Mon verdict après ce test : ce qui marche, ce qui coince vraiment
Je garde cette cave pour des blancs et des rosés à boire dans la semaine, parce qu’elle m’a tenu une température correcte quand la pièce est restée à 25°C. Les clayettes coulissantes m’ont aidé à sortir une bouteille sans tout remuer, et l’affichage de façade m’a servi de repère rapide. J’ai aimé cette simplicité-là, presque domestique, sans manie de collectionneur. Dans ce rôle, ma Dometic m’a rendu service.
Dès que le salon monte à 30°C, la machine travaille trop et le compresseur devient présent jour et nuit. J’ai vu la différence entre l’écran et la température réelle, et je ne peux pas faire comme si elle n’existait pas. La ventilation autour de la caisse compte autant que la consigne, par moments plus. Quand j’ai gardé l’appareil trop serré, j’ai eu un bruit plus lourd et une reprise plus lente.

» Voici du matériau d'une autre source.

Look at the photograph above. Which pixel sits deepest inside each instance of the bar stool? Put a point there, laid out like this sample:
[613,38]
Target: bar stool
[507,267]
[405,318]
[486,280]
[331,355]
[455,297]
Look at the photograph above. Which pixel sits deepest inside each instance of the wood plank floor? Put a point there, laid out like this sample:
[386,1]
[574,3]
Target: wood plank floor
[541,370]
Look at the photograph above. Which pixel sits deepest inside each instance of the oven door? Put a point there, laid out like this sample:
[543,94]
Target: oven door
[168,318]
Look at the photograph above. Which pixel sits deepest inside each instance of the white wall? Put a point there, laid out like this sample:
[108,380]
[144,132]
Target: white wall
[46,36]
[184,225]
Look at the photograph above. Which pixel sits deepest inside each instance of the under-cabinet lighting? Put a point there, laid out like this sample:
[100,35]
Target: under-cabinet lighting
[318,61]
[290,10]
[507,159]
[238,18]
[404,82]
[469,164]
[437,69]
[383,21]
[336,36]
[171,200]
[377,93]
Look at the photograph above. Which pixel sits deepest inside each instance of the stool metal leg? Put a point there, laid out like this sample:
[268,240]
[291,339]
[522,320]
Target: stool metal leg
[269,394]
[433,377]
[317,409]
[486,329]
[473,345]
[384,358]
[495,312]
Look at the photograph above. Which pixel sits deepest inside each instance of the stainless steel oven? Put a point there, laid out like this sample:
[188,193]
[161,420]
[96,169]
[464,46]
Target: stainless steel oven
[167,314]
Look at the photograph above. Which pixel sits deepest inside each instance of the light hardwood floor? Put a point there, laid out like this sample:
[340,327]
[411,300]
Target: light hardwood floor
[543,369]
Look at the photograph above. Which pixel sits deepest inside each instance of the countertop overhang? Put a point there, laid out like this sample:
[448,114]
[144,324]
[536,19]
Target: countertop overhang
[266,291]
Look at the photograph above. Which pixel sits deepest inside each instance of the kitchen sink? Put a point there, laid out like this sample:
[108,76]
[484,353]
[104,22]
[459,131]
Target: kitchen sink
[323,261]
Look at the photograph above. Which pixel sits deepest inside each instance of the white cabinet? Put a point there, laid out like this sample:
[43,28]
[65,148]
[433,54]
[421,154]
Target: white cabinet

Je la vois pour un usage quotidien dans une pièce encore fraîche, pas pour une garde longue dans un salon chaud. Pour ce dernier cas, je laisse la main à un installateur de cave ou à un caviste spécialisé, parce que je ne peux pas juger ce terrain-là sur mon seul essai. Pour quelqu’un qui accepte de contrôler un thermomètre indépendant et de laisser de l’air autour, je la trouve utile. Pour ma part, dans le Lyon de cet été-là, ma Dometic a tenu son rôle d’appoint, et je m’arrête là.